Mr. Zaslow’s role as a father was a common theme in his work, one he loved to talk about. Once when a boy canceled plans to take his daughter to a homecoming dance, Mr. Zaslow said he thought to himself, “What can I do for my sad daughter?” He decided to embarrass the boy in front of millions by writing a Wall Street Journal column about the lessons parents should be teaching their sons.
“The lesson of the story — and of that night — is to teach your sons to be chivalrous, and your daughters not to take it,” he said in a 2009 interview. “My daughter was not thrilled. And the boy was not thrilled. But you know what? The next time you want to take my daughter to the dance, follow through.”
Jeff often said he honed his skills for listening and offering advice during a stint as an advice columnist, a role he won in a contest to replace Ann Landers. During his many public talks, Jeff told the story of a favorite letter from a man who wanted his girlfriend, Julie, to undergo breast augmentation.

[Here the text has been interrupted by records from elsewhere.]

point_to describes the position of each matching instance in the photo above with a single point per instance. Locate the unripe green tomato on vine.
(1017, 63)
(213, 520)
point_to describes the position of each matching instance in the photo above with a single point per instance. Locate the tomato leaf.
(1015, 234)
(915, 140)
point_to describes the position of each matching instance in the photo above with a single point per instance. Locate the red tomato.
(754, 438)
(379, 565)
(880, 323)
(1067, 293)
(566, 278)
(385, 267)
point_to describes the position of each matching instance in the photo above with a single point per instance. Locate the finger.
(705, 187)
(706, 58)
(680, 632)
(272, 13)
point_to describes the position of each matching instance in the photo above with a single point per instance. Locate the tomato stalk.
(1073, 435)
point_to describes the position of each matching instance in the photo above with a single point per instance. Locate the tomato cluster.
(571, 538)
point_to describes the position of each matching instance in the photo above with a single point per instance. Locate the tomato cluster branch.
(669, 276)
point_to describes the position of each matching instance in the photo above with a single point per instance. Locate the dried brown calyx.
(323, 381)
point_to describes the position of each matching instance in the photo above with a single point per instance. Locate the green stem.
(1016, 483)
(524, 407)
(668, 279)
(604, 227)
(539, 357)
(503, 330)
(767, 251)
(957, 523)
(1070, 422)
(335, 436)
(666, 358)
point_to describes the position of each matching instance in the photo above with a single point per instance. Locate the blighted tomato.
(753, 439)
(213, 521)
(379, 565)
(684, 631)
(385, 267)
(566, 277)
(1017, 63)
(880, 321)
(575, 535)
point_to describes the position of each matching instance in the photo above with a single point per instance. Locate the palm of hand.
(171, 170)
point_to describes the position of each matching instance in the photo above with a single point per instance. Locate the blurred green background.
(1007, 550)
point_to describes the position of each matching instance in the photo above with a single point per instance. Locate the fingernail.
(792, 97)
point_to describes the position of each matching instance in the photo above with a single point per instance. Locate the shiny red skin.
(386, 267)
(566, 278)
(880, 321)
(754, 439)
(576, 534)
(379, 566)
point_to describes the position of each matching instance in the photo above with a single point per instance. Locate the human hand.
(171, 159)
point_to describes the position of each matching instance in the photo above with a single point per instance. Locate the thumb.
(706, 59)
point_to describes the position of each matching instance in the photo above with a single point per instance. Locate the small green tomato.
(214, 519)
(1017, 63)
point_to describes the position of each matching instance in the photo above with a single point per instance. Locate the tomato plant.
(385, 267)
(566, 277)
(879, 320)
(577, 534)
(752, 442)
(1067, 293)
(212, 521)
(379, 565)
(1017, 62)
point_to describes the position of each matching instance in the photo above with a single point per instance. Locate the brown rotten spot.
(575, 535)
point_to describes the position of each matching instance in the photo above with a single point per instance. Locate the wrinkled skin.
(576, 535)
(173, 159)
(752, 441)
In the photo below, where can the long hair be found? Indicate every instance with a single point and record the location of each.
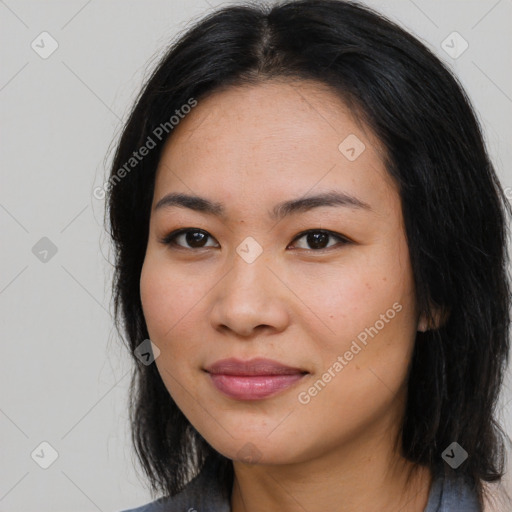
(454, 211)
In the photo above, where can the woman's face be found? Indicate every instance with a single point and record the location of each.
(334, 310)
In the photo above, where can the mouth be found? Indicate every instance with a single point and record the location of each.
(255, 379)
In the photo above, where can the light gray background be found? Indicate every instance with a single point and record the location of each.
(64, 373)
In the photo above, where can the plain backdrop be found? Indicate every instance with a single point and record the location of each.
(64, 372)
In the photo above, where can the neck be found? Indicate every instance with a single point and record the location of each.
(365, 476)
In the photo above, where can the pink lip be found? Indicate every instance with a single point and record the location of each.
(254, 379)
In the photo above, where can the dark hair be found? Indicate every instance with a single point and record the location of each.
(453, 207)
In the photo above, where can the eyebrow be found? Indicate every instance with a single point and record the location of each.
(280, 210)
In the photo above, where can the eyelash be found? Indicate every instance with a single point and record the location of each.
(171, 237)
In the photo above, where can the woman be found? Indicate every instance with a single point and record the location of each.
(310, 270)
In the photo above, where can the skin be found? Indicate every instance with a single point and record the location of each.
(250, 148)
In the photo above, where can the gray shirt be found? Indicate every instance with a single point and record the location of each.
(203, 494)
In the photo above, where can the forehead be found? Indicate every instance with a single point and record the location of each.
(276, 137)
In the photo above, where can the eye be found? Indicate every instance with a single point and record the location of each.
(318, 239)
(195, 238)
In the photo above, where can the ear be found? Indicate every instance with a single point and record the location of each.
(439, 318)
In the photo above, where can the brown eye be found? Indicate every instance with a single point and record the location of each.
(319, 239)
(188, 238)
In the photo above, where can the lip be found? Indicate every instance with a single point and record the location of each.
(254, 379)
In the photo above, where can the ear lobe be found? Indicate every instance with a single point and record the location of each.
(439, 318)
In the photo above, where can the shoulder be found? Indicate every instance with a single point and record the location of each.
(201, 494)
(452, 493)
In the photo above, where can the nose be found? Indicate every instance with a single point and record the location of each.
(250, 300)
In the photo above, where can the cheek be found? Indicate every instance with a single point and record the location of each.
(167, 298)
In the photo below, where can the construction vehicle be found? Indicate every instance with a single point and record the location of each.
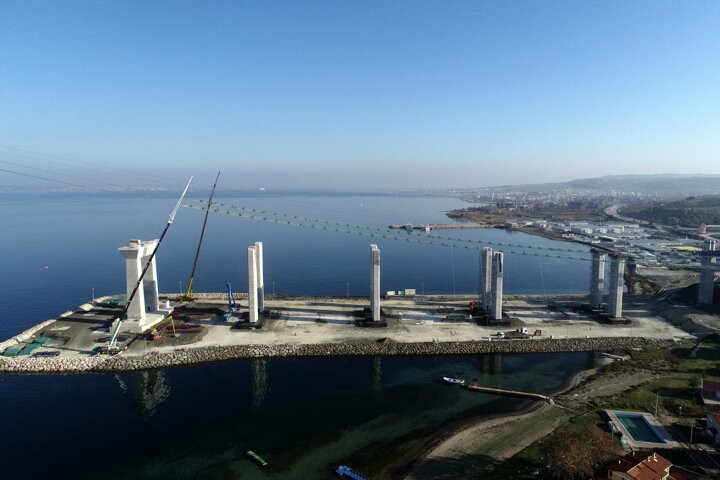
(111, 347)
(188, 293)
(153, 334)
(232, 306)
(518, 334)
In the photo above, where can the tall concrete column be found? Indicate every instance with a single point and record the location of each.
(486, 278)
(617, 282)
(375, 282)
(261, 282)
(252, 285)
(706, 289)
(497, 277)
(137, 253)
(597, 278)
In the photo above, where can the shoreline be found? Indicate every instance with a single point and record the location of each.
(215, 353)
(446, 445)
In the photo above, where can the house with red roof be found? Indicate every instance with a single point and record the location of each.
(712, 427)
(641, 466)
(710, 392)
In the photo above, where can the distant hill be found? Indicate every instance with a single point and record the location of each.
(661, 186)
(689, 212)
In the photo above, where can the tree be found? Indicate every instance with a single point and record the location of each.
(573, 455)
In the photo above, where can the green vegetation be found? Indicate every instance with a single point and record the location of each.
(690, 212)
(673, 387)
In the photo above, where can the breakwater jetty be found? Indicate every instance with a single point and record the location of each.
(322, 326)
(196, 355)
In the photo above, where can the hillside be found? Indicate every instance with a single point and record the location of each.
(664, 186)
(690, 212)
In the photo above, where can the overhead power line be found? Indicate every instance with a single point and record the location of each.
(89, 187)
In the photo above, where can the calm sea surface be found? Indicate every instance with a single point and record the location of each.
(303, 415)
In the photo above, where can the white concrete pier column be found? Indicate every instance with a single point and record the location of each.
(486, 278)
(136, 254)
(617, 283)
(597, 278)
(261, 281)
(497, 277)
(706, 289)
(375, 282)
(252, 285)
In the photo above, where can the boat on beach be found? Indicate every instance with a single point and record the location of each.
(455, 381)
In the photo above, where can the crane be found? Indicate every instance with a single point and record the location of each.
(188, 293)
(111, 347)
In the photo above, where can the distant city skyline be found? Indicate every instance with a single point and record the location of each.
(357, 95)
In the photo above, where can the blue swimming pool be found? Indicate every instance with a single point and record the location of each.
(639, 428)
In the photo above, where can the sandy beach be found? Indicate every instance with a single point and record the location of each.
(480, 444)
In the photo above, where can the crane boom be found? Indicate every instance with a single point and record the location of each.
(188, 293)
(112, 345)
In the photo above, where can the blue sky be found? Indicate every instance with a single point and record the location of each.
(361, 95)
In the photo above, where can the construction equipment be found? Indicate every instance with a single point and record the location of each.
(188, 293)
(111, 347)
(232, 306)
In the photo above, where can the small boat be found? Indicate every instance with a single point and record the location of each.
(457, 381)
(345, 471)
(256, 457)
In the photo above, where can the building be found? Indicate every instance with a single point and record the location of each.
(641, 466)
(710, 392)
(712, 429)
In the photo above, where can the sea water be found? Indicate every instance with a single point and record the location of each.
(303, 415)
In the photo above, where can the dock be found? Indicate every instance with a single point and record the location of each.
(513, 393)
(435, 226)
(345, 471)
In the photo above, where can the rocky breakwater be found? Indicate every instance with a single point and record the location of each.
(191, 356)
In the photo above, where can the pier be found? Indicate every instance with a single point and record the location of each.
(513, 393)
(435, 226)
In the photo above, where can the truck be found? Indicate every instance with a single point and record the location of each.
(517, 334)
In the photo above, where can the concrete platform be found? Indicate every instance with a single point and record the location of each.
(332, 320)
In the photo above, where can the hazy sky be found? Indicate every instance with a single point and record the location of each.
(360, 95)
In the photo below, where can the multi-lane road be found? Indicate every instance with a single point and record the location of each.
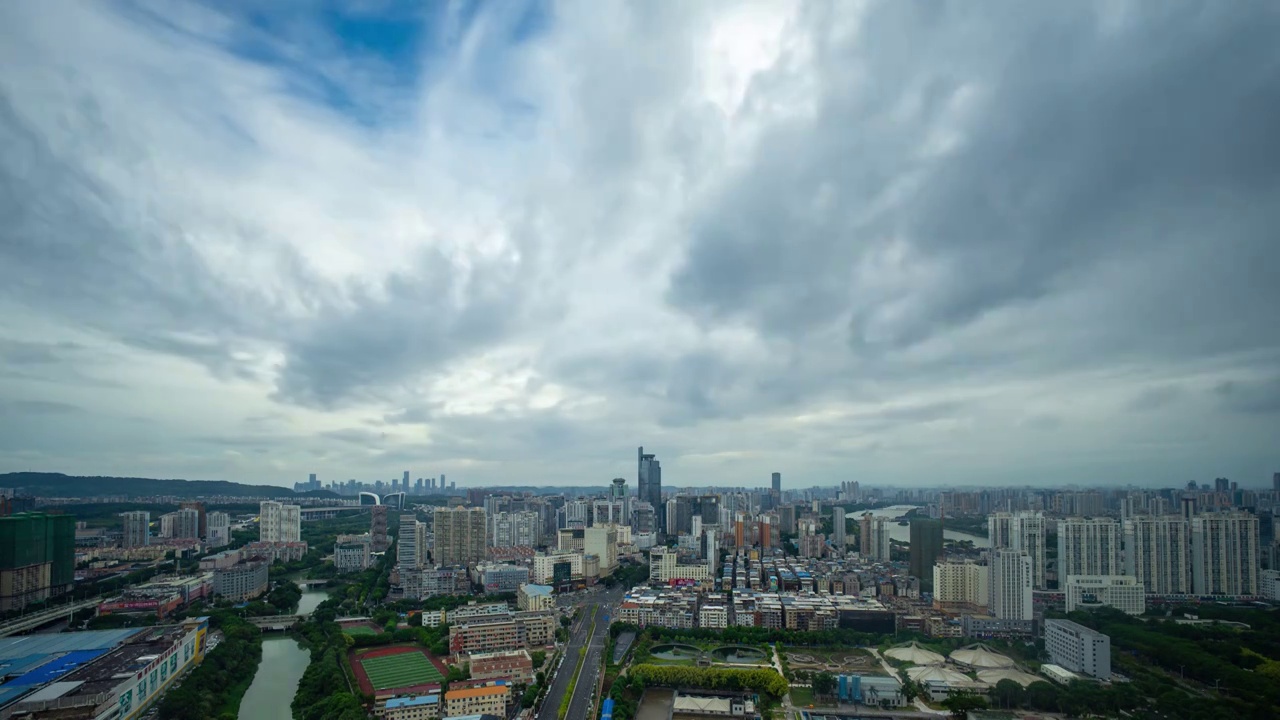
(599, 607)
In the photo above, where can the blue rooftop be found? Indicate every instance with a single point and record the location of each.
(417, 701)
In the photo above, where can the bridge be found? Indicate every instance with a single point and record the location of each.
(27, 623)
(277, 621)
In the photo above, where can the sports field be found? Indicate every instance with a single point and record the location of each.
(400, 670)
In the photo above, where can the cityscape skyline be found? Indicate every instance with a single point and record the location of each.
(515, 242)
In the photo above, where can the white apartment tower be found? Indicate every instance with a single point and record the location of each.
(1225, 554)
(279, 523)
(1022, 531)
(1088, 546)
(1010, 584)
(1157, 552)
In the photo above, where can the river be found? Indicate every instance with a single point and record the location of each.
(283, 664)
(903, 533)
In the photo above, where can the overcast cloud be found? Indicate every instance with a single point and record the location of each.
(899, 242)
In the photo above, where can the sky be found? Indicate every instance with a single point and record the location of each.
(905, 244)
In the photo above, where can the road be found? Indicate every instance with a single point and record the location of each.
(597, 605)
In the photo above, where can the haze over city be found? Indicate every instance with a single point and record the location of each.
(891, 242)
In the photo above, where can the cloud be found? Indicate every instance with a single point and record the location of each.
(844, 241)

“Julie deserves someone who loves her for who she is, not how she looks in a sweater,” Jeff wrote in his reply. “If you can’t do that for her, she won’t need implants anyway because she will already have a big boob in her life. You.”
In every conversation I had with Jeff and in much of his writing, he talked about how much he had learned about the frailty of life and the importance of never leaving important words unsaid.
At his TED talk last November, Jeff told the audience about a column of his that focused on the words “I love you.” It appeared two days before Valentine’s Day in 2004, and led with the story of a judge in Maywood, Ill., who often told his children that he loved them. One day in 1995, as his 18-year-old daughter was leaving the house, the judge called out to his daughter. “Kristin, remember I love you,” he said.
“I love you too, Dad,” the girl replied. That day, Kristin was killed in a car accident. It was a story that resonated with Jeff, and one he took to heart, always saying “I love you” to his wife and daughters before saying goodbye or hanging up the phone.
“All of us should say ‘I love you’ to the people we care about,” Jeff said. “We should do it because you never know. I got about 1,000 e-mails from readers saying they were going to tell their children they loved them.
“What I like about my job is sometimes I’m just writing about the obvious. By doing that, you can touch a lot of people and tell them things that will change their lives, even if it’s something simple.”